By the tail end of dusk, they parked outside of the wooden rail fence that surrounded a one-room cabin. Hannah’s dad opened the car door for her to step out. The first comfort was the gravel trail, which she did not have to tread lightly upon.
Hannah’s dad opened the fence gate and then the cabin door for her. The web that was attached to the door draped onto dad like a bead curtain, making him thrash like a cat in cold water. It was a worthwhile embarrassment to hear his daughter giggle and see her smile. While dad was still entangled, he explained that Hannah’s mom would come to this cabin to calm down and concentrate, such as when she faced archeological mysteries or when dad’s mom was coming over.

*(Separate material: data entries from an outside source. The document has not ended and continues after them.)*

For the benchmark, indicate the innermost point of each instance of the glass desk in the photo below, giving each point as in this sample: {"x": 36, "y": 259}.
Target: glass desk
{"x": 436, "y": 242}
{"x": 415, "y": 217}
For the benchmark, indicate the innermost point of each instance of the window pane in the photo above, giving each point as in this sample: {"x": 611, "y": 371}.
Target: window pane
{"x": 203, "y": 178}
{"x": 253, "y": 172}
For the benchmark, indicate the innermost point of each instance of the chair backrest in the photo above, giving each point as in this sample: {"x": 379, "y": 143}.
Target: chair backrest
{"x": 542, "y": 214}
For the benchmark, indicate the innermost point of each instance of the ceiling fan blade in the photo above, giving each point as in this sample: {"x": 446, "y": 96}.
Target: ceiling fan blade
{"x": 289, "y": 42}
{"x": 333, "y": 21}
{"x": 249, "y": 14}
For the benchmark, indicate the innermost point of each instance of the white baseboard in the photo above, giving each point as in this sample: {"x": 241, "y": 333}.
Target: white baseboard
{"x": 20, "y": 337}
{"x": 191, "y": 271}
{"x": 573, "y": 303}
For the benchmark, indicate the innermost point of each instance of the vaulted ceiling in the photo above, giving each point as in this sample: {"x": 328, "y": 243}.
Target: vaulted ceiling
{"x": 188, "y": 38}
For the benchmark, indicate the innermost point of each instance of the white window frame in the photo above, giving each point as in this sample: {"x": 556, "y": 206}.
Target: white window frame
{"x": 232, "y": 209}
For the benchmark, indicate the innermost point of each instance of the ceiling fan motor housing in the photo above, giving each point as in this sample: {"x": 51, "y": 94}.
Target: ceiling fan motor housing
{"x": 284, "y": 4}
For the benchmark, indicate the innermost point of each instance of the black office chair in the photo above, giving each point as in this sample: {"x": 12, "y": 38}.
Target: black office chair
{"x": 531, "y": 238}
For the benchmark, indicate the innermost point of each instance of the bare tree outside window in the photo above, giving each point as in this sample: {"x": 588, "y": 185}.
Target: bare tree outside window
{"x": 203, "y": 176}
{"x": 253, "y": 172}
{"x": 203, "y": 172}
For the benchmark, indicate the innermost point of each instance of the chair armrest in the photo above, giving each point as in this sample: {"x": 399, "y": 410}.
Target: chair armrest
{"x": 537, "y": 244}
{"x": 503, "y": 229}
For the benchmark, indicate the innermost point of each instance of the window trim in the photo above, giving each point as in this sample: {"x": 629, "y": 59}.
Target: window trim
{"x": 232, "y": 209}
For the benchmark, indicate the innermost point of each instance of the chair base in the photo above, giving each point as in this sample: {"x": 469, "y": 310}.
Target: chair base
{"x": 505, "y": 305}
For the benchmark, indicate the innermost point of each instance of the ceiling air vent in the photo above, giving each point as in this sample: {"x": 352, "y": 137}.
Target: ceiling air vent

Dad lit the lantern on the dresser, then left to make a route for them to follow tomorrow. Hannah went to the desk next to the bed, gently pulled out a drawer, and found her mom’s books. Hannah picked out The Sioux, but when she laid it open on the desk she struggled to read the text under what little sunlight was left.
Hannah went to get the lantern and on her touch of the handle, the flame ignited and the glass burst. Blazing shrapnel flew scattered through the cabin and lit her clothes afire. She flailed, tearing the dresser and the cabin floor, and spread the flames into a bursting inferno.
Her dad crashed through the door and when he came to her, in her panic, she swatted him into an embrittled wall that crumpled from the force. Outside, he choked on the fumes, too dizzy to lift the beam that fell on him. Inside, she curled up and cried and let the flames consume her.
When Hannah looked again, she saw through the flames that dad had disappeared. She wiped away the fire from her eyes to make sure she was seeing this right, confusion supplanting fear and sadness. A cloaked figure, the same size as her, stepped through the hole. They ignored the fire around them to approach the girl who shivered as she was burnt alive.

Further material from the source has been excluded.